To inform about its activities, establish direct contact and get informed about demands and expectations of researchers, the QUEST Center uses the pitching format, where individual research groups or institutes are visited. A short introduction to QUEST is followed by a topic-specific presentation, with the topic being chosen by the hosts. Meta-research also informs and facilitates QUEST activities. For example, a data scientist at QUEST developed a text mining algorithm for the detection of those publications, for which data have been openly shared. This algorithm was then used to find the institutional publications with Open Data, and with this knowledge it was possible to use Open Data as an additional criterion in the distribution of performance-oriented funding. At the same time, this algorithm is now available for the wider community and can thus be used for the monitoring of data sharing and for meta-research.

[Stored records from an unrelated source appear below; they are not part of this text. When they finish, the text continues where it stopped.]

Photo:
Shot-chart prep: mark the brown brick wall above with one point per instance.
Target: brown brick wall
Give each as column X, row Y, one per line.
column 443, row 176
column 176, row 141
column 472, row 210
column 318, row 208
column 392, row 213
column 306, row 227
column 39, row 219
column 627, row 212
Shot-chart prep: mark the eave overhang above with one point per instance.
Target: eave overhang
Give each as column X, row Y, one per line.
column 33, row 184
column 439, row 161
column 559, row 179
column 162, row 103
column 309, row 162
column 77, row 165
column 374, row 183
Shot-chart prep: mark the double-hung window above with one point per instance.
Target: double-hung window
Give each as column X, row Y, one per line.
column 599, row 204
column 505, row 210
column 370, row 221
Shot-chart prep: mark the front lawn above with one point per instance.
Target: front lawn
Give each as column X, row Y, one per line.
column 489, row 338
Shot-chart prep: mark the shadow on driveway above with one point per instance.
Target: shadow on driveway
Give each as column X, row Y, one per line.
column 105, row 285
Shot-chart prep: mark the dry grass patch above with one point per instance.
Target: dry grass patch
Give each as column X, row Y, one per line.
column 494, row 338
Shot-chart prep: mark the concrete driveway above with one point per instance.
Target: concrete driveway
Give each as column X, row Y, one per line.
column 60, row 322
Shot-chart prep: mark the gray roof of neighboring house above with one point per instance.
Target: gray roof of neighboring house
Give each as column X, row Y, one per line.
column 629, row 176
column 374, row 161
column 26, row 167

Educating is also an important strategy to drive change, and QUEST offers seminars e.g. on computational reproducibility, quality assurance, and peer review. As before, such educational activities are often to be considered pilots. As the demand for certain qualification grows and formats are incorporated by PhD programs or even in MSc level education, other providers have to take over from QUEST and its education officer.

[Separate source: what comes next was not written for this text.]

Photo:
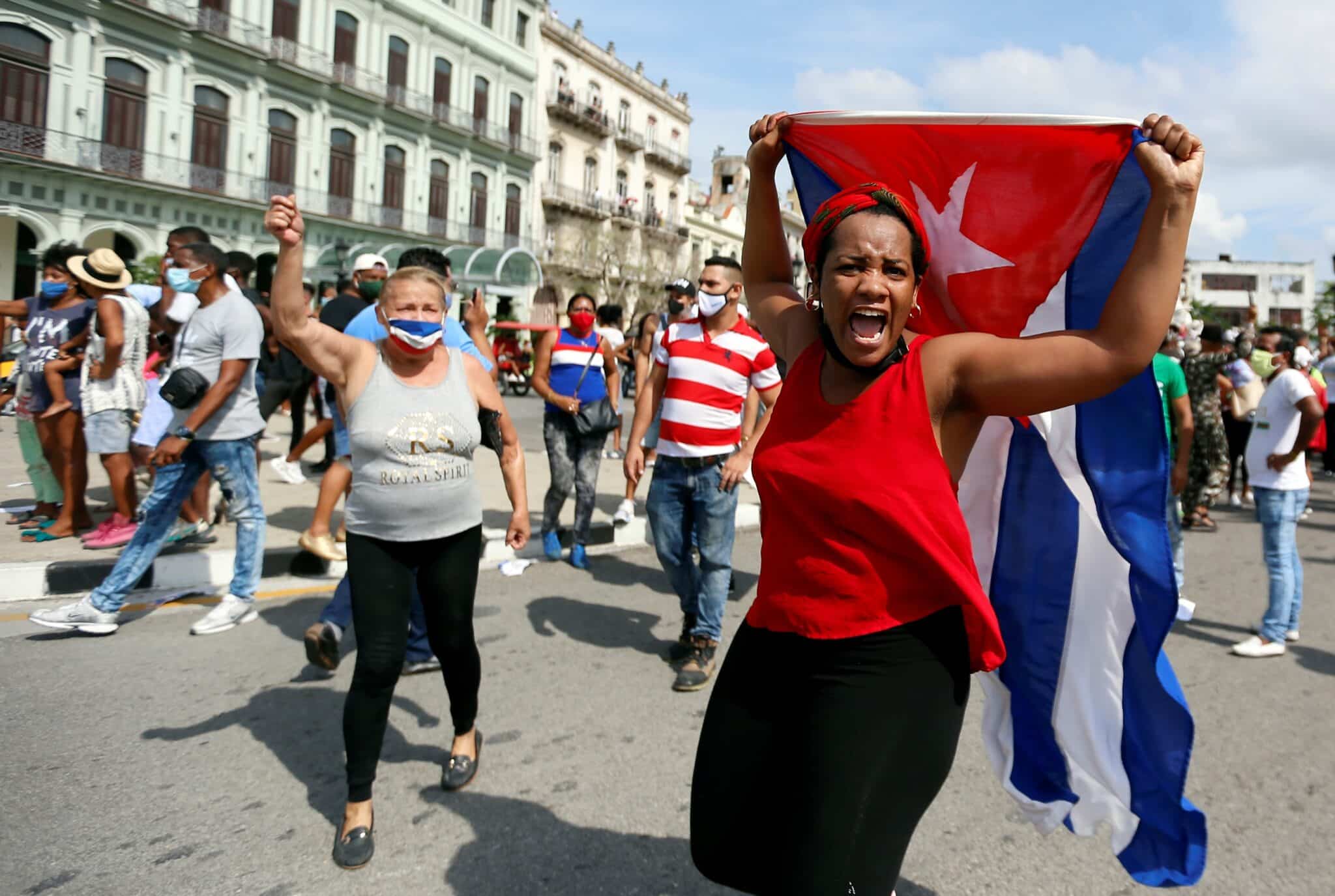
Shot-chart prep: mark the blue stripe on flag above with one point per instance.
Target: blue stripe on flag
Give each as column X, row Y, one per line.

Highlighting is an important strategy particularly when it comes to raising awareness for existing problems, informing about solutions in a general way, and contributing a certain point of view to larger discussions. Shortcomings of experimental planning and analysis are addressed in lectures, talks, and opinion pieces especially by QUEST director Ulrich Dirnagl and Professor for Translational Bioethics Daniel Strech. To shift hiring and evaluation criteria away from counting publications and impact factors, and towards a broader and more responsible assessment, the QUEST officer for incentives and indicators emphasizes criteria of responsible research in hiring committees and evaluates applications for intramural funding along these criteria.

Way forward

The QUEST Center thus addresses all aspects of research practice which are primarily the responsibility of individual researchers and institutions. This includes all steps of the research process: How are priorities of research set, how is it conducted, how analyzed, and how shared and disseminated? Importantly, QUEST’s activities aim not only at “research” as such, but at individual researchers in the research system by working to foster both capabilities and motivations to conduct science which is robust and useful. With this ambitious mission and little example to follow, the QUEST Center hopes to be both an inward facilitator of institutional change and an outward example of best practice. Possibly, it can serve as inspiration not only to institutions of similar focus, but also in other areas of research, with different research cultures and other obstacles to increasing the value of research. It would be interesting to see, which generic or discipline-specific strategies such efforts would pursue, and whether similar centers can cover a wide range of research fields, as would be the case for a whole university. And ultimately, time (and research) will have to tell, how large the impact of QUEST and similar centers was in either driving or facilitating change – a change which is concurrently driven and facilitated by a multitude of other stakeholders as well, from governments to individual researchers.

Acknowledgements: I thank Stephanie Müller-Ohlraun (QUEST) and Benedikt Fecher (Elephant in the Lab, HIIG) for their helpful comments on earlier versions of this article.